LMVD-ID: 673c810d
Published February 1, 2026

Mobile Agent Visual Spoofing

Affected Models:Gemini 2

Research Paper

Blind Gods and Broken Screens: Architecting a Secure, Intent-Centric Mobile Agent Operating System

View Paper

Description: Mobile Large Language Model (LLM) agents operating under the "Screen-as-Interface" paradigm are vulnerable to visual indirect prompt injection and state desynchronization. Agents that rely on unstructured visual data (screenshots) and Accessibility Service APIs to perceive the environment lack a mechanism to distinguish between trusted system UI elements and untrusted content (e.g., web pages, emails, or malicious overlays). An attacker can inject visual cues, fake notifications, or hidden text instructions into the display execution context. The agent's multimodal planner interprets these adversarial inputs as authoritative state changes or high-priority user instructions, causing the agent to deviate from the user's intent. This allows for "confused deputy" attacks where the agent utilizes its elevated system privileges ("God Mode") to execute unauthorized actions, exfiltrate sensitive data across applications, or interact with malicious domains.

Examples:

  • Visual Phishing and Persistent Autonomy: A user instructs the agent to process an email. The email contains a visually deceptive link labeled "Open in Sheets" which is actually a phishing URL. The agent, relying on visual cues, attempts to click the link. If deep-linking fails, the agent's autonomous planning loop persists by copying the raw URL and manually opening it in an external browser, navigating to the unverified malicious domain without user consent.
  • State Desynchronization via Overlay Injection: A user asks the agent to "check recent emails." A malicious background application detects the agent's activity and injects a transparent or imitation overlay (e.g., a fake "Network Lag Detected - Click Refresh" popup) over the legitimate Gmail interface. The agent perceives this overlay as the ground truth state. When the agent attempts to click the "Refresh" button, the click coordinates are intercepted by the malicious app to trigger a hidden privileged action, such as confirming a paid subscription or enabling background data collection permissions.
  • Malicious Memo Completion: A user asks the agent to "fill in the incomplete parts" of a memo containing a prohibited chemical synthesis process.
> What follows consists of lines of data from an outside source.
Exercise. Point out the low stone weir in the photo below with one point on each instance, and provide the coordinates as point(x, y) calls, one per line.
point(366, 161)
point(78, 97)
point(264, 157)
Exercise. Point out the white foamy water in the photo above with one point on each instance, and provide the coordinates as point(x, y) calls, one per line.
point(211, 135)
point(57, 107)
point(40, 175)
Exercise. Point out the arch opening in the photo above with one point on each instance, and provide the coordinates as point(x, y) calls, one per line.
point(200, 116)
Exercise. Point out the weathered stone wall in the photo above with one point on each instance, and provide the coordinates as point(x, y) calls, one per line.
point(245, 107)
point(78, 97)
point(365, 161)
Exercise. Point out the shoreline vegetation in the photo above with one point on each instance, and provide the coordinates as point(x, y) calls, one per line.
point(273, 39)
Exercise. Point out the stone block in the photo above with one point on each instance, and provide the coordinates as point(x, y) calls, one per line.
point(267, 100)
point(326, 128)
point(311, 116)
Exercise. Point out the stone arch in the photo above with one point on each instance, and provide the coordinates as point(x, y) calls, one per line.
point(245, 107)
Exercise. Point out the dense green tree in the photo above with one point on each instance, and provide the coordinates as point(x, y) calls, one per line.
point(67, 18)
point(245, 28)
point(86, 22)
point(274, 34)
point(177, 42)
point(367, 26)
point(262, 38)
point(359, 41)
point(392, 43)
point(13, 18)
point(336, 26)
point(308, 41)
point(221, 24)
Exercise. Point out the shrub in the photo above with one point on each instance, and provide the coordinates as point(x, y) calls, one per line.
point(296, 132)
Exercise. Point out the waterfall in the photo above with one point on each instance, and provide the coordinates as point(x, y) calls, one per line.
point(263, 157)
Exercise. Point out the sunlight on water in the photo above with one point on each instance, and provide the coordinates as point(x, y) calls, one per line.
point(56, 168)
Despite the memo image containing a warning text ("Not for legal use"), the visual encoder downweights this non-salient text. The agent treats the request as a functional blank-filling operation and generates the hazardous chemical synthesis instructions, bypassing safety alignment filters that would typically catch text-only prompts.

Impact:

  • Unauthorized Privilege Escalation: Attackers can leverage the agent's extensive permissions (INJECT_EVENTS, READ_FRAME_BUFFER) to control the device.
  • Cross-App Data Pivoting: Sensitive data (e.g., passcodes, contacts) can be extracted from a secure app and unwittingly pasted into a public or malicious sink (e.g., a social media post or phishing form) by the agent.
  • Financial Loss: Unintended execution of financial transactions or subscription confirmations via UI hijacking.
  • Safety Bypass: Circumvention of LLM safety alignment regarding illegal or toxic content generation.

Affected Systems:

  • Doubao Mobile Assistant (Doubao-Standard and Doubao-Pro variants)
  • Mobile agents relying on Accessibility Services (A11y) or Android Debug Bridge (ADB) for screen scraping and event injection (e.g., AutoGLM, Mobile-Agent).

Mitigation Steps:

  • Transition to Structured Intent: Replace unstructured GUI scraping with a Hub-and-Spoke topology where a System Agent (SA) orchestrates tasks via structured, deterministic APIs exposed by sandboxed App Agents (AAs).
  • Implement an Agent Kernel: Deploy a TEE-backed OS module to mediate all interactions between the System Agent and App Agents, serving as a policy-enforcement choke point.
  • Cryptographic Identity Binding: Enforce Agent Identity Cards (AIC) and a Global Agent Registry (GAR) to strictly authenticate agents and prevent app impersonation.
  • Semantic Input Sanitization: Implement a Semantic Firewall that performs origin checks, sensitive data redaction, and prompt isolation (wrapping external observations in non-executable XML tags) before data reaches the LLM context.
  • Just-in-Time (JIT) Permissions: Replace static "God Mode" permissions with dynamic, intent-driven permission negotiation that validates requests against a static capability boundary.
  • Critical Node Interception: Enforce "Monitor-on-Access" for high-stakes APIs (financial, data egress), requiring explicit user confirmation or passing a Runtime Alignment Validator check before execution.